Expert witnesses are often called in patent infringement matters to present evidence to the court on technical issues and the merits of the invention covered by the patent. The selection of technical experts in patent disputes is an issue where South African courts have given guidance in the past on the criteria that they apply in making an assessment as to whether the witness is indeed an expert in the field of technology covered by the patent.
This issue came to the fore again in the judgement issued by the South African Supreme Court of Appeal in the matter of I O Tech Manufacturing (Pty) Ltd v Gallagher Group Ltd (872/12)  SASCA 180 (29 November 2013).
There is nothing particularly exciting about the judgement that was handed down in this matter, as it didn’t establish new law. What is interesting though is that in dealing with a patent infringement matter the Court had to consider the evidence that was provided by an expert witness. The technology in question was not particularly challenging for someone schooled in the fields of electronics or electrical engineering. That having been said, the Court rejected the evidence led by the expert even though he was a qualified electrical engineer. The Court didn’t consider his evidence of any particular value as he had not established himself as an expert in the field of technology covered by the patent.

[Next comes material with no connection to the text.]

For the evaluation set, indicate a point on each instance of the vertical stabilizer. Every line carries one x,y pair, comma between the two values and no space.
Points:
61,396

As it turns out, the decision of the Court didn’t turn on this issue and the patent was held not to be infringed. However, the judgement does provide a useful reminder that the selection of appropriately qualified and skilled expert witnesses in any patent dispute requires careful attention to the criteria that our courts apply in acknowledging a witness’s expertise. Having someone that is generally qualified in a field of engineering is not sufficient to constitute an expert witness – they should also show particular expertise in the specific field of technology covered by the patent.